愛知男子by出口雅浩

ベテランの選手から、Mr.愛知初挑戦の選手まで、総勢30名の参加で開催されました。優勝した加藤選手の「たくさんの人に支えられて、今日を迎えることができました」という選手宣誓で始まり、「日々、トレーニングができることが幸せです」という優勝インタビューで幕を閉じました。
選手の目標は、優勝であったり、予選突破であったりと人それぞれだと思いますが、会場からの温かい声援を耳にすると、選手全員が「加藤選手の言葉」と同じ気持ちでステージに立っていることがうかがえました。
勝負は一瞬で決まりますが、そこに至るまでの努力は無限にあると思います。それぞれの選手が壁を乗り越えてステージに立っている姿は、本当に素晴らしいとあらためて感じました。

ラインナップの段階で、今年はアウトラインがきれいな選手が多いように思えました。どの選手も仕上がりもよく、上位争いだけではなく、予選のボーダーラインでも混戦が予想されました。その中でも特にプロポーションがよく、仕上がり、ポージングの技術、すべてのバランスがとれていた加藤選手が満票一致で優勝を果たしました。





優勝 加藤伸久

22年前と同じようにMr.愛知の頂点に立たれた加藤選手。おめでとうございます!
今回の優勝は、多くの人の心に響きました。しばらく大会を離れている選手は勇気を与えられ、新人の選手は、努力し続けることの大切さを学んだのではないでしょうか。
 規定ポーズから落ち着いて、隙のないポーズをとられていました。
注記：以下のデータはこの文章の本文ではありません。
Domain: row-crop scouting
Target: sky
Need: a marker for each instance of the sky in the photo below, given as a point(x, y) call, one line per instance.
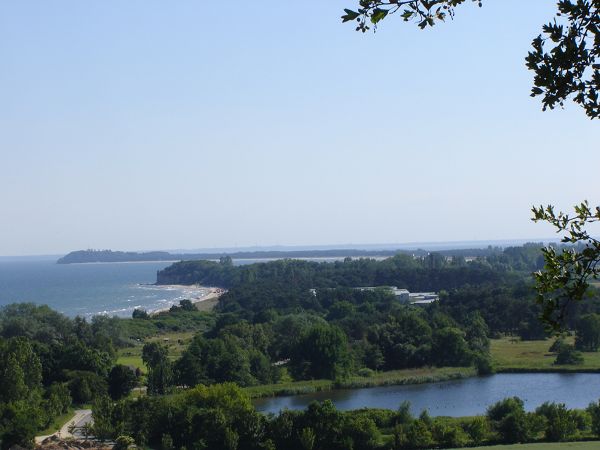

特に予選ファーストコールのときは、「さすがベテラン!」と思えるほど、心身ともに「この瞬間」にピークを持っていかれたと思います。フリーポーズも見ている人を引き付ける高貴なオーラと、時折見せるアグレッシブなポーズのコントラストが美しかったです。今後もさらに活躍されて、レジェンド(伝説)の続きをぜひ魅せてください!

準優勝 小林計成

 例年、リラックスポーズの段階で強烈な印象の小林選手ですが、今年は少し控えめでした。ポーズをとっていくと、バルクを活かして目立つようになりましたが、コンディションはピークでは無かったかもしれません。特に、武器である大腿部のカットがあまり目立ちませんでした。上半身も広げるポーズは圧巻でしたが、絞るポーズで隙があったように思えます。
 ただ、昨年よりワイド感は増して、予選・決勝ともに3位以下の追随を許さず、加藤選手との一騎打ちになりました。小林選手がピークの状態でステージに立てば弁慶に長刀、最強だと思います。来年は表彰台の真ん中に立ってください。

第3位 中島雄太

丸みを帯びた筋肉がとても魅力的でした。下半身が特にどっしりとしていて、全選手の中で、最も重量感がありました。バルク勝負では、頭一つ抜けて目立っていましたが、大きさがある分、見方によっては「まったり」と見えてしまいました。そのため、予選のボーダーラインでもコールされてしまいました。優勝を狙うには、予選ピックアップをノ―コールで通過したかったです。
規定ポーズでは、前半のフロントはとても安定して強さを感じましたが、バックに入ったときのハムストリングス、そのあとのアブドミナルが少しあまかったように思います。調整次第では、全国レベルの大会でも闘える素晴らしい体ですので、大きな大会にもチャレンジしてもらいたいです。

第4位 久野祐介

昨年から髪型を変えての登場でした。髪型だけではなく、ステージングもイメージチェンジしたのではないでしょうか。特に既定ポーズでは、一つ一つのポーズに魂を込めて競技する姿勢が素晴らしかったです。昨年より仕上がりもよく、肌のツヤ、質感は誰よりも輝いて見えました。
トップ3との差は、背中の広がりにあったように思います。下部から広がる、翼のような広背筋があれば、その翼で一気にトップまで昇っていけると思います。


第5位 伊藤智也

 弱点の少ないアウトラインを武器に上位争いで活躍されました。シンメトリーで、パワーのみなぎる体は見事でした。仕上がりも良かったです。
ただ、ポーズを何回もとっていくと、疲れが見えて、体がフラットになってしまいました。特に規定ポーズでは、3つ目くらいまでは安定していましたが、アブドミナル&サイで力が抜けて逆転されてしまうこともありました。ポージングのスタミナ(持久力)をつけて、来年こそは表彰台に立ってもらいたいです。


第6位 越仮正敏

昨年準優勝というプレッシャー&期待の中での闘いでした。絞り込み、焼き込みも良かったですが、昨年ほどの強烈なインパクトがなく、ステージでは、体の張りが少し弱く、肌もドライな感じがしました。あと、やや体系がクラシック風な感じがしますので、今回のラインナップでは目立ちにくかったのかもしれません。
スケールの大きな体を活かして、気迫のこもったポージング、迫力満点のステージがすごくカッコいいです。来年は、万全の状態で、頂点を目指してください。


その他、惜しくも予選を通過できなかった選手の中にも、1年で大きくインプルーブしそうな選手がたくさんいました。(プレジャッジの票の割れ方がその象徴です。)前年度、上位に入っても、トーナメント戦のようにシードがあるわけではありませんので、常に向上心を持ってチャレンジし続けることが大切だと思います。
特徴や武器を活かすことも大切ですが、欠点を少なくすることで、体の印象はかなり変わります。「欠点が少ない」ということも武器なのだとあらためて感じました。来年のステージに向けて、選手の皆さんがご活躍されることを祈っています。